Kevin Toland, Aryzta's chief executive
Kevin Toland, Aryzta's chief executive

Baked goods group Aryzta is standing by its plan to raise €800m in new equity to meet its liquidity and financing needs.

The Swiss-Irish company has criticised a proposal by its biggest shareholder to raise only half that amount as inadequate and risky. 

On Monday, Cobas Asset Management, which has a 14.5% stake in the owner of Cuisine de France, put forward an alternative plan for a €400m capital increase and the sale of non-core assets it said could raise a further €250m. 

"The board of directors and executive management of Aryzta remains firm and unanimous that €800m of equity capital is required to reduce its excessive debt levels, strengthen its balance sheet and provide the necessary liquidity and working capital funding to deliver on its multi-year turnaround plan," the company said in a statement yesterday evening. 

"The board of directors unanimously believes that the Cobas proposal is inadequate and presents significant execution risk for shareholders," it said. 

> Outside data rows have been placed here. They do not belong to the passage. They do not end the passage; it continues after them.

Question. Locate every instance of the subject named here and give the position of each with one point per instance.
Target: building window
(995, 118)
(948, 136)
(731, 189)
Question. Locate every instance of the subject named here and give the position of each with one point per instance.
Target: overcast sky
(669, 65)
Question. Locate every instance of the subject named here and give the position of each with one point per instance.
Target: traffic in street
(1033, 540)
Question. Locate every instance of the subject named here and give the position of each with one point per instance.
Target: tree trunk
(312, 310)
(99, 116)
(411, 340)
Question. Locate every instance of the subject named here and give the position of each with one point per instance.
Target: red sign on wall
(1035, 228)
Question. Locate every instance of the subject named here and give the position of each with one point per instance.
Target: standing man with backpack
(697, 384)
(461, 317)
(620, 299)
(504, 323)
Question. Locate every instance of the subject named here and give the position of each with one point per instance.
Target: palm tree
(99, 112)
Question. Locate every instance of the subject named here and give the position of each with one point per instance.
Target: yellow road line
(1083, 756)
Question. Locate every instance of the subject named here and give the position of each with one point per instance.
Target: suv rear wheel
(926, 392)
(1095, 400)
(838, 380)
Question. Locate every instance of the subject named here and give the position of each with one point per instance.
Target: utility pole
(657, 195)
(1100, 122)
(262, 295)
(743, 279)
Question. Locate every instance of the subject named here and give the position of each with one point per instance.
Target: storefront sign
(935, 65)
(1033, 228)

Aryzta said that while its own proposal for an €800m capital increase was fully underwritten, the €400m capital hike proposed by Cobas was not underwritten.

It also said there was no guarantee it would be possible to underwrite it given the board's concerns. 

Aryzta said the capital increase proposed by the board could be completed within approximately three weeks if it was approved at the annual general meeting on November 1, and so presented a much lower execution risk than Cobas's proposal. 

"Furthermore, the capital raise needs to be a one-time transaction to fix the balance sheet, while a staged capital raise, as suggested by Cobas, would add significant commercial and financial uncertainty," Aryzta said.

Earlier yesterday, proxy adviser ISS had recommended that shareholders reject the capital increase proposed by the board given Cobas's resistance. 

Aryzta shares were lower in Dublin trade today.